正直、奇妙な世界を描く絵本作家、という認識しかなく、その作品も扉絵などをネットや新聞広告などでしか見たことがなかったし、その著作を読んだこともなかったレベルでこの展覧会を見に行った。

展覧会で流されていたビハインド動画では、写真のアルバムから言葉が無くても、写真や絵を並べることで、見る側がストーリーを想像することに着目し、セリフやト書きの少ない作品を想像していく。

その絵は非常に精緻で、見たことがあるようで無いような奇妙なのに懐かしさを覚える独特の世界観を作り出している。

彼の描くクリーチャーは一種独特である。人の感情を察することができる、両生類とも爬虫類ともつかない頭の大きなサンショウウオのような生物、タコとヤドカリが合体して、工場の大型のボイラーのような機械の殻をかぶった巨大生物、楓のは葉っぱのような体で、コーヒーカップに寄宿する奇妙で小さな「留学生」等々。
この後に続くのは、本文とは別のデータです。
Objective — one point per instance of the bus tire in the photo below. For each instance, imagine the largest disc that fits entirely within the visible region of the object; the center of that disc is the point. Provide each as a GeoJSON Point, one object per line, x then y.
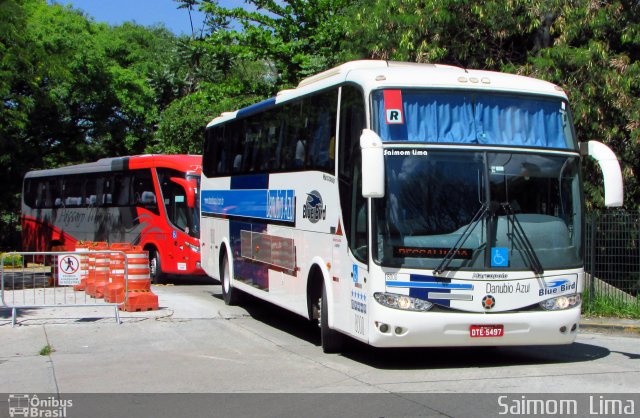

又、物語の舞台となる世界も、巨大な鳥のようなモニュメントが立ち、蒸気船が空を飛ぶサイバーパンクなデザインの都市、巨大なウサギが徘徊し、潜水服のような姿の巨人たちが人を攫いにきたり、それぞれ違う作品の設定でありながら、その世界観は統一されていて、ひとつの映画作品のようだ。

鉛筆やアクリル絵の具、油絵などの原画も展示されていたが、その中で葉っぱのような体の留学生「エリック」が住まいとする食器棚のいろいろな食器や銃器に小さな花が飾られている(植えられている?)「エリックガーデン」という作品があった。

エリック自身は描かれておらず、エリックが自分の楽しみと寄宿していた家主への感謝の気持ちをこめたその庭は、エリックの真っ黒な薄っぺらくて小さな外見からは想像できない、豊かな心の在り方がその戸棚の庭の植物たちに具現化されていて、とても大きなメッセージが隠されているように感じたのだ。まだ「エリック」という作品を読んでもいなかったのに、その1枚の絵に大きな感動を覚えて思わず涙腺が緩んでしまった。

地域の図書館にショーン・タンの絵本が所蔵されていることがわかり、どんどん貸し出し予約を入れている。エリックを読めた時、同じ感動を味わえることができるだろうか、今から楽しみだ。